Why is GAPDH a good reference gene? ›To date, cancer researchers have predominantly used the GAPDH and β-actin reference genes as internal reference controls, because their mRNA expression levels are established to be high and constant in many different cells and tissues [4, 5].
Why do we use GAPDH as a control? ›GAPDH is frequently used as an endogenous control for quantitative RT-PCR analysis because its expression is consistent at different time points and various experimental manipulations [25].
Is beta-actin expressed in all cells? ›β-actin is a housekeeping gene and an obligatory part of the cell cytoskeleton. It expresses in almost all eukaryotic cells and is involved in controlling basic housekeeping functions such as development and maintenance of cell shape, cell migration, cell division, growth and signaling.

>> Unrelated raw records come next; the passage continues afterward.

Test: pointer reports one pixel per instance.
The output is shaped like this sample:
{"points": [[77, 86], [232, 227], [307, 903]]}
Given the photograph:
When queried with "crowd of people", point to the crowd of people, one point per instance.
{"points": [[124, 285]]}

Is actin beta a protein? ›ACTB (Actin Beta) is a Protein Coding gene.
What is the purpose of using the GAPDH and B actin protein markers in the above blots? ›Beta-actin is commonly used as a western blot loading control as is expressed within all eukaryotic cell types and is not affected by cellular treatments. Beta-actin is approximately 42 kDa and GADPH is approximately 36 kDa. They are used as a control as they remain stable in the presence of a wide range of compounds.
What are the three types of actin? ›| G-actin | Monomeric (or globular) actin |
|---|---|
| D-loop | DNase I-binding loop of actin (residues 39--51) |
| F-actin | Filamentous (or polymeric) actin: |
| Filament growth | Refers to the process of addition of actin monomers to the actin filament, which is faster through the barbed or (+) end of the filament |
Actin exists in two forms: G-actin (or globular actin) and F-actin (or fibrous actin).